Am 14. April 2026, bei einer Zollkontrolle eines Fahrzeugs auf der Autobahn A7 am Rastplatz Ohe Ost, konnten Einsatzkräfte des Hauptzollamtes Kiel insgesamt zehn Kilogramm Amphetamin, ein Kilogramm Kokain und jeweils zwei Kilogramm Haschisch und Marihuana mit einem Straßenverkaufswert von rund 213.000 Euro sichergestellt. Die Drogen waren in verschweißten Beuteln und Päckchen aus Kunststofffolie versteckt, insbesondere in der Innenverkleidung beider Hintertüren sowie der Beifahrertür.
Die Einsatzkräfte bemerkten bereits zu Beginn der Kontrolle durch den geöffneten Fahrerfenster einen intensiven Marihuana-Geruch und baten die beiden niederländischen Insassen, aus dem Fahrzeug auszusteigen. Nach reichlicher Belüftung des Fahrzeugs wurde ein Zollhundeführer mit seiner Drogen-Spürhündin „Sira“ hinzugezogen.
Die Hündin zeigte sofort durch sogenanntes Einfrieren ein deutliches Anzeigeverhalten im Bereich der hinteren Türinnenverkleidung, was darauf hinwies, dass Drogen an diesem Ort vorhanden waren. Bei der anschließenden intensiven Kontrolle des Fahrzeugs kamen mehrere Beutel und Päckchen mit weißem Pulver und Cannabisprodukten zum Vorschein.

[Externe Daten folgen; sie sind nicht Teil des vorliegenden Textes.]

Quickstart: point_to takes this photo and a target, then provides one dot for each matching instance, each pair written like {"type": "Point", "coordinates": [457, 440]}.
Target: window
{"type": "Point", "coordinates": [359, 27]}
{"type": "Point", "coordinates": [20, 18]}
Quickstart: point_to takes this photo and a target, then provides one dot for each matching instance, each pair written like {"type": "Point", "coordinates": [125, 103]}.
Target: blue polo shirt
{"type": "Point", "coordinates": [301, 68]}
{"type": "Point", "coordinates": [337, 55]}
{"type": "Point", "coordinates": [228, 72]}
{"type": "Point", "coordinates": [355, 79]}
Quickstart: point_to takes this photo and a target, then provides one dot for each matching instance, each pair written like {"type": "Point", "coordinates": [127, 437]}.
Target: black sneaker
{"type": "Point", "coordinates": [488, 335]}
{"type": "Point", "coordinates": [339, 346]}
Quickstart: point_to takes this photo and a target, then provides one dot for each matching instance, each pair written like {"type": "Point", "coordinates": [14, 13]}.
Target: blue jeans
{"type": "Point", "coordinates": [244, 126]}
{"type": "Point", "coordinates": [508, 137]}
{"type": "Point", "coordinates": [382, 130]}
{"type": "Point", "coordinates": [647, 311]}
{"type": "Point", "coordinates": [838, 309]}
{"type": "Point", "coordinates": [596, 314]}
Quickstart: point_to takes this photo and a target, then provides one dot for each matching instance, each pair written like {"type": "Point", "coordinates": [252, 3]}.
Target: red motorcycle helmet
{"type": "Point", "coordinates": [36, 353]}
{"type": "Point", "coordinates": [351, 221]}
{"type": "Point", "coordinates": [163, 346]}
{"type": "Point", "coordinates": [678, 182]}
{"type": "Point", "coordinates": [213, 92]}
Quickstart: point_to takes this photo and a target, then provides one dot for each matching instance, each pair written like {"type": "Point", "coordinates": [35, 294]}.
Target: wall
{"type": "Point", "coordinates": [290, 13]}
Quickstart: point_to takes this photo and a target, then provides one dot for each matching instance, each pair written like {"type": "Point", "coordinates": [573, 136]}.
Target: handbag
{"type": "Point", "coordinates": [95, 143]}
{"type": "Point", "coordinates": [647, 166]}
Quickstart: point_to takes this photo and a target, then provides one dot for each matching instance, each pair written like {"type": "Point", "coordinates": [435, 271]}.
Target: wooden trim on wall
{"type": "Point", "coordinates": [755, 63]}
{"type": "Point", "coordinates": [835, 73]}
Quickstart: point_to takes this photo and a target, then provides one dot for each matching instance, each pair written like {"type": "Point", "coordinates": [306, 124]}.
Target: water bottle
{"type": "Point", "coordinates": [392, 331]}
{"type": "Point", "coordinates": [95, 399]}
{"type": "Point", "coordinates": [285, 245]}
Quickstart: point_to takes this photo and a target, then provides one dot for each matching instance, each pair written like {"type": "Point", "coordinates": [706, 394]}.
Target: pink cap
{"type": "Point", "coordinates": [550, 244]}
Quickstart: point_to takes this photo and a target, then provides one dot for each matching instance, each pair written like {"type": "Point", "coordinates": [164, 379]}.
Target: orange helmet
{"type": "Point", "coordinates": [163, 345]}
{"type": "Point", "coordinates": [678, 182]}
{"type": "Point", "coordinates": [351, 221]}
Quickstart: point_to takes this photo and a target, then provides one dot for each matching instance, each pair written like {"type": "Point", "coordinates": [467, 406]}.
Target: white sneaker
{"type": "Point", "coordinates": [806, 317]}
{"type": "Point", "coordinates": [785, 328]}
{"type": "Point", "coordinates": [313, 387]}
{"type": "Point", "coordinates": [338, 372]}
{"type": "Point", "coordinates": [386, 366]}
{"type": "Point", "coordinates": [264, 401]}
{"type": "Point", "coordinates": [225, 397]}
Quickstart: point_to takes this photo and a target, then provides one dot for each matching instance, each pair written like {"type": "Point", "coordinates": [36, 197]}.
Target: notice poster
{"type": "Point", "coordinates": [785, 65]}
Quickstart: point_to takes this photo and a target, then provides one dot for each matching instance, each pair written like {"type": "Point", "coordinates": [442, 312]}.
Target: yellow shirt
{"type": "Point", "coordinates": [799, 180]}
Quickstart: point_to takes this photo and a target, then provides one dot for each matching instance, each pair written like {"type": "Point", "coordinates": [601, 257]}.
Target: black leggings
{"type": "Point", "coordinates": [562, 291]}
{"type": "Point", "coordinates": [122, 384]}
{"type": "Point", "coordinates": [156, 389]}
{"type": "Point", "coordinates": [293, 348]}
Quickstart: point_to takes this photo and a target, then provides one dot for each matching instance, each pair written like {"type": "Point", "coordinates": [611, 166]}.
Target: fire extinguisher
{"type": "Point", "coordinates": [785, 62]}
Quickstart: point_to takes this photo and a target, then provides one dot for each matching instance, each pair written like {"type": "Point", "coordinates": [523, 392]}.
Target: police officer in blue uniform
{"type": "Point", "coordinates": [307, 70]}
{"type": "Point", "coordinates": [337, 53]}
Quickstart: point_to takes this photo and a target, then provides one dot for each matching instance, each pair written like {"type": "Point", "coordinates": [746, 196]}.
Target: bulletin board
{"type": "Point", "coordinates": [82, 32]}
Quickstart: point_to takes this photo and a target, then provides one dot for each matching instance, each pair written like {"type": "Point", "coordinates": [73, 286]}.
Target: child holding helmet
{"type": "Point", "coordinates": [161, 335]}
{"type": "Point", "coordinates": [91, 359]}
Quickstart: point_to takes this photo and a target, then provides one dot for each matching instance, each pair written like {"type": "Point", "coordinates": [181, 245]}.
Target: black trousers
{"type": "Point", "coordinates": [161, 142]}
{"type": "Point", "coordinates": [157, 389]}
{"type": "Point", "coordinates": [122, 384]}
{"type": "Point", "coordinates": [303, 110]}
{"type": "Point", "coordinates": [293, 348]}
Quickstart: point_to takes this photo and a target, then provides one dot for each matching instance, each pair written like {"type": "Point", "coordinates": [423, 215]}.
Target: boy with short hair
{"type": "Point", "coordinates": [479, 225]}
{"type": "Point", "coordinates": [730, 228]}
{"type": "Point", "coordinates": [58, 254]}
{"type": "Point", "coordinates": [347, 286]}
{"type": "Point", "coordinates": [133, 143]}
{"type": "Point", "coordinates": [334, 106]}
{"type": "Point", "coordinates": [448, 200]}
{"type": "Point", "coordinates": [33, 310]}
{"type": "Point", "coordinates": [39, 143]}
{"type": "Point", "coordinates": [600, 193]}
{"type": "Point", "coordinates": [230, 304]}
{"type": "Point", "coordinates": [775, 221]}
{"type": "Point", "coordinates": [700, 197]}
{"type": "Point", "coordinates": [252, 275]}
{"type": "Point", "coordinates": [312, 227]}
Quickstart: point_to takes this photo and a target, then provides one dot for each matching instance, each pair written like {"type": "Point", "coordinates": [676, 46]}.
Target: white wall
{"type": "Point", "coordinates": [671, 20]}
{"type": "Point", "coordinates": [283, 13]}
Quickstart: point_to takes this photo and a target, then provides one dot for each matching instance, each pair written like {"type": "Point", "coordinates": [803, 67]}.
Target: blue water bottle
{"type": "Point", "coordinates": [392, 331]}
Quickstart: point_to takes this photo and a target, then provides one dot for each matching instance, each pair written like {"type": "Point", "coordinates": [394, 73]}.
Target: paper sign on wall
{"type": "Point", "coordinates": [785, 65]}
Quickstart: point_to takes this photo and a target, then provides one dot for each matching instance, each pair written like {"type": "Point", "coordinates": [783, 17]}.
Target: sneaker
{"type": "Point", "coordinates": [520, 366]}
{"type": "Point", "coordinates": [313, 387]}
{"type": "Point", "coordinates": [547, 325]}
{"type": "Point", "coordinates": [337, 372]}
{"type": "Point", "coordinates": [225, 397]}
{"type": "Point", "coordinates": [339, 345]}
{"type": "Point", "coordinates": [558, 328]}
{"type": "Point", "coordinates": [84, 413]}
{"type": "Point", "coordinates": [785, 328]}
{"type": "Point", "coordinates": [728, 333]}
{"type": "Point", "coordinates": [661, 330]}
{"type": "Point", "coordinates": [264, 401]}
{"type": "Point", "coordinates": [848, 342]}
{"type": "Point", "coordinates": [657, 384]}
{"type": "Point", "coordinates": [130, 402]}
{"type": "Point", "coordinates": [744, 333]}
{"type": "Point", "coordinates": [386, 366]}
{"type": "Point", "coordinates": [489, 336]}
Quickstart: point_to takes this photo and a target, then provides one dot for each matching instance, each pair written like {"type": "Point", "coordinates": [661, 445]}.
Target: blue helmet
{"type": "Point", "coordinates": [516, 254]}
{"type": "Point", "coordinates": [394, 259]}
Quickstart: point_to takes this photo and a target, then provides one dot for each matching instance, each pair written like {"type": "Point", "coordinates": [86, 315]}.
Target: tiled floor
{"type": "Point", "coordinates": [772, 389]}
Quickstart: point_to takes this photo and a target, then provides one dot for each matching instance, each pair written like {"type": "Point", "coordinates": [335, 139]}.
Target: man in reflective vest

Eine Beschädigung eines der Päckchens erklärte den intensiven Marihuana-Geruch im Fahrzeug. Gegen den 58-jährigen Fahrer und seinen 19-jährigen Beifahrer wurde ein Ermittlungsverfahren wegen des Verdachts des Bannbruchs und des Verstoßes gegen das Betäubungsmittelgesetz (BtMG) sowie das Konsumcannabisgesetz (KCanG) eingeleitet.
Beide wurden vorläufig festgenommen, auf Antrag der Staatsanwaltschaft Kiel hat das Amtsgericht Rendsburg einen Haftbefehl erlassen und die Männer überstellt. Die Drogen wurden sichergestellt.